To make matters worse, the bug only showed up when the finalizer was called for the class, and even weirder, only showed up when the variables were not deterministically destroyed (i.e. using IDispose and 'using').  Since my unit test code wasn't using 'using' anywhere, I saw the 'explosion'.  But, I saw it only when the finalizer was called (much later than the offending code, obviously).  I invested some time writing code to track which object was the culprit, and after figuring out which (using 'value numbering', a technique I use a lot in single-threaded debugging of applications with lots of object instances and no unique identifiers in them), I followed the code.  It was not at all obvious why there was a problem.  In fact, I looked at it for several days and couldn't figure out what the problem was.

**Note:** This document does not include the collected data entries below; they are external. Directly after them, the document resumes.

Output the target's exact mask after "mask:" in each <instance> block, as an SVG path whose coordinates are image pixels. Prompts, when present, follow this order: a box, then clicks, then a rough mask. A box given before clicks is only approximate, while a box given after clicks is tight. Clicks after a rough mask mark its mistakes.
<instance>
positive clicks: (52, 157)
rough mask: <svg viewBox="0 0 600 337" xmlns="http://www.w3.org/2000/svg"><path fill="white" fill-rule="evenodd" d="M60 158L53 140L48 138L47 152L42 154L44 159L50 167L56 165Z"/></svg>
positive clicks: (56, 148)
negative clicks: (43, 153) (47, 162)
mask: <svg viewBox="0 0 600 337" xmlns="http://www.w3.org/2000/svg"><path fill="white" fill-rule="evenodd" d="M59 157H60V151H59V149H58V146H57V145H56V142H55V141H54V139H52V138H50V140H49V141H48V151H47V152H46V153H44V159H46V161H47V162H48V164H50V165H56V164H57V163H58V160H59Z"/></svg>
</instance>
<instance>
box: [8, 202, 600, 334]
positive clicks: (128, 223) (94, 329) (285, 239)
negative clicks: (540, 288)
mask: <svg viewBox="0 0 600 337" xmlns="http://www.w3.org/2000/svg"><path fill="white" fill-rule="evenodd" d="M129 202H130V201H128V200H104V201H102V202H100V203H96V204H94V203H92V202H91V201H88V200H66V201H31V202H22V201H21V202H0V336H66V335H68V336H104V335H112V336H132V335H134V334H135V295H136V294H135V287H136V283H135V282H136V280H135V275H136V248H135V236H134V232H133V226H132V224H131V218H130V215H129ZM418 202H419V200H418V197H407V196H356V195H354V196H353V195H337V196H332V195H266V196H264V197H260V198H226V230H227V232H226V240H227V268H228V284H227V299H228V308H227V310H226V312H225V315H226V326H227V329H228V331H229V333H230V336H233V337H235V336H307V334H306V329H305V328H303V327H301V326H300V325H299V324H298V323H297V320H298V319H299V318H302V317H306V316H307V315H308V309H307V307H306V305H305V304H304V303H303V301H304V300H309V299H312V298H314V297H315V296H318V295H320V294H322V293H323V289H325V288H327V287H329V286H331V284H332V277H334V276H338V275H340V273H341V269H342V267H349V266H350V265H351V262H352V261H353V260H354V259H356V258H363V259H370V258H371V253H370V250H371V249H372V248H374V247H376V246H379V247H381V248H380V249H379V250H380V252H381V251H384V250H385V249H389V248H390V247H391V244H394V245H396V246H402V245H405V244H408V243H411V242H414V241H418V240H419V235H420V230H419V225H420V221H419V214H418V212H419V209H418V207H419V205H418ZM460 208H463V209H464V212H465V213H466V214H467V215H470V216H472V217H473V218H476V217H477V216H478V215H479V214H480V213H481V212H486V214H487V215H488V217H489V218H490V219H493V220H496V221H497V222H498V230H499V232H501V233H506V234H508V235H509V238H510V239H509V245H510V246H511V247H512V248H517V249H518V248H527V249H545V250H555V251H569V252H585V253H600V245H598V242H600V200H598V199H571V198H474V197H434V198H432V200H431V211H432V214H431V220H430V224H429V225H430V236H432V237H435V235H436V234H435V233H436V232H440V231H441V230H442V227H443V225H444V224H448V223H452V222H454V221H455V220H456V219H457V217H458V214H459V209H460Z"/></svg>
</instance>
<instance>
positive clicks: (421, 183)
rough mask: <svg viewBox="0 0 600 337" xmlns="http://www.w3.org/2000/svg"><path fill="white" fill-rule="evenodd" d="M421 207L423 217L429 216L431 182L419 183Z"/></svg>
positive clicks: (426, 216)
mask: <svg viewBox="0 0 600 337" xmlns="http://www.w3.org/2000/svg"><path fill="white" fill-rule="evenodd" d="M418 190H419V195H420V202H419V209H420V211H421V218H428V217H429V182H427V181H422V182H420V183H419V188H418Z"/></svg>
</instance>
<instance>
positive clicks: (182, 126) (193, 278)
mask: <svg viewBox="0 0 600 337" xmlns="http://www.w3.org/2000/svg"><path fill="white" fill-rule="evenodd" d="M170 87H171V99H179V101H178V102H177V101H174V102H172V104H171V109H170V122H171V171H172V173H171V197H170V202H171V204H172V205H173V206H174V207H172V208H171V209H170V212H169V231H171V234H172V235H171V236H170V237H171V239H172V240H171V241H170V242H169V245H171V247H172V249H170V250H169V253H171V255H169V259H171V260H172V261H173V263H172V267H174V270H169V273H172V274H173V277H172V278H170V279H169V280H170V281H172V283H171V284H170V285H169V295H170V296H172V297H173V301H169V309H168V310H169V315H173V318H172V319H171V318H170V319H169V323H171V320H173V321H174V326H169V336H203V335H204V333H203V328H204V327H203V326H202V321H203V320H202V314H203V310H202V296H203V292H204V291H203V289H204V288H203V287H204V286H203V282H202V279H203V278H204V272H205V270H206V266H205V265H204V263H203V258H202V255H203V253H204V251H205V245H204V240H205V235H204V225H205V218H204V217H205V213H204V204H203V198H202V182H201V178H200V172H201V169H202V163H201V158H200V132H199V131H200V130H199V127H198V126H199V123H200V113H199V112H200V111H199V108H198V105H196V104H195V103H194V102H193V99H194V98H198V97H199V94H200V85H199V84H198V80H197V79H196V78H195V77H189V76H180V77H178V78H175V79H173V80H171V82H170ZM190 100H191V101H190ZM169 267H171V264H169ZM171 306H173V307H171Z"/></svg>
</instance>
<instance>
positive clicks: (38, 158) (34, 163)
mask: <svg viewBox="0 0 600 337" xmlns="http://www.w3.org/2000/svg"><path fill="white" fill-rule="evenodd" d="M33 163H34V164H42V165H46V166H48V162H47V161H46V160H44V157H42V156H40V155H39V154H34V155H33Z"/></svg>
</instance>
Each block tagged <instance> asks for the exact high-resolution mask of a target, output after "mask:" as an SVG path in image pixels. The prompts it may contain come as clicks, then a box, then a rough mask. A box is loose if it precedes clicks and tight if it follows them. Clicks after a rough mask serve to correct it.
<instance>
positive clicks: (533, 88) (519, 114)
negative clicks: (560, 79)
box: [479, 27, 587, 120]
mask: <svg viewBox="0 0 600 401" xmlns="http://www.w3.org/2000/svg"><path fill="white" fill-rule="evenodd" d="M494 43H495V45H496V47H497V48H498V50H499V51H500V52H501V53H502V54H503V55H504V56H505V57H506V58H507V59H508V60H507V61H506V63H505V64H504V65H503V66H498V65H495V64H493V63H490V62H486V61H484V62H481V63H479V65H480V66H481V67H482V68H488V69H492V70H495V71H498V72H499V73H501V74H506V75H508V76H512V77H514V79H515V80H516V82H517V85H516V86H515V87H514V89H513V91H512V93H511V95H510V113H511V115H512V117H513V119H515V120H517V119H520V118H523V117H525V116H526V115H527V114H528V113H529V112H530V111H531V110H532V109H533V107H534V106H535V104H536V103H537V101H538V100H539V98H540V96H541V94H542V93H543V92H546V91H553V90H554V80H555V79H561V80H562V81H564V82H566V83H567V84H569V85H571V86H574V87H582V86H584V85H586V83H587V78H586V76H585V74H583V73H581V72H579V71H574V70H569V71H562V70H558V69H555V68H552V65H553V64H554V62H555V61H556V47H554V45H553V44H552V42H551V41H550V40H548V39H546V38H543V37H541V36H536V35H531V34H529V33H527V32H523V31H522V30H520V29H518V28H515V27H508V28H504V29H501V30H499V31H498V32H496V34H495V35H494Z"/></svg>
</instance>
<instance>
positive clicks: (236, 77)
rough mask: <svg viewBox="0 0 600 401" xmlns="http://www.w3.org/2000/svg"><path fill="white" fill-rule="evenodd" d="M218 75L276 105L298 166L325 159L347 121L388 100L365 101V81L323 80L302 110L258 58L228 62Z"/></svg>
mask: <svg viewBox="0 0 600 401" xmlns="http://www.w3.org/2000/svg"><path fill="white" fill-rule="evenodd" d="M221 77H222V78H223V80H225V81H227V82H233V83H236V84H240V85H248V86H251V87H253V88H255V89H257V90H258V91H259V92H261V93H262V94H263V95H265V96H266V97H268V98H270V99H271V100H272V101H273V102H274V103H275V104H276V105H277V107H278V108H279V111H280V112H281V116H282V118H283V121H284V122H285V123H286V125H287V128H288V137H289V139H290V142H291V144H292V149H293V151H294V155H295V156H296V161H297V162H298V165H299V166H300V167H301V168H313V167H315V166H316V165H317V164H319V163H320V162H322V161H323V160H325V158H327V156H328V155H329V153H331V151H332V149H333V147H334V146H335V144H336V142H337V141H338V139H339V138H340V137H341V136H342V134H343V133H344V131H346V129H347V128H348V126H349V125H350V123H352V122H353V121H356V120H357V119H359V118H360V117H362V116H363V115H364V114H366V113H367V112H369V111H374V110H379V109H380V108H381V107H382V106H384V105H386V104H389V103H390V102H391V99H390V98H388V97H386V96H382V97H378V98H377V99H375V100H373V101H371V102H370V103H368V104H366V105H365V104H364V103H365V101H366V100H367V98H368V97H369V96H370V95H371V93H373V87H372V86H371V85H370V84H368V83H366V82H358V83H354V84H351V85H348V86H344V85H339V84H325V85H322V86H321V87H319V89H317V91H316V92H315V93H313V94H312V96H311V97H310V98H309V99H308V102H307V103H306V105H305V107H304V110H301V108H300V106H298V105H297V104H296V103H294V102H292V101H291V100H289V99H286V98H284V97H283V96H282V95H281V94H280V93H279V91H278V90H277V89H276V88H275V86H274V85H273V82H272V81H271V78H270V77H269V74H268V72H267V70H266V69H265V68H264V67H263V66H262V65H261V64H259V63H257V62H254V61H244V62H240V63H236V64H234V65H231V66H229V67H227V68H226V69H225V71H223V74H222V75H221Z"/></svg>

I then posted here, and called my Arch. Evangelist at MS and talked with him about it, and still couldn't figure out what it is (the spoiler is the last post in the thread).  I finally had to resort to the 'commenting' technique to track down the bug.  I first commented out all unit tests and started adding them back in one by one.  Once I found which unit test failed, I commented out the entire test and started adding code back in block by block.  Once I found the offending block, I looked down into the C++ code and STILL couldn't find anything wrong with it.

At that point, I decided I needed to think outside the box.  I looked at what was different between the various method calls that worked and didn't work, and decided that the throwing of the exception might be a problem.  First, I removed all the code in the offending method.  Now, my test failed, but it didn't explode.  So, I put the code back, and looked at the exception more thoroughly - I decided to move it to the head of the function.  That also caused my test to fail, but it didn't explode.  So then I concentrated on the code before the exception (in the original function).  I kept saying to myself - there's NOTHING wrong with this code!  (you can see the code in the MSDN post).  Finally, I thought - "it has to be this code, so let's assume it's broken and figure out when and why".  I then restructured the code (as described in the MSDN post) and determined that it was absolutely something in the 'begin()' or 'end()' STL vector calls.  There's no way I messed that up - that's their code.  Voilà - bug #2.

For this one, I'm going to have to figure out how to submit it to MS.  I'm sure nobody's seen this one (at least as far as I can tell from searching).

Whew!  Looking forward (hopefully) to not having very many more of those days!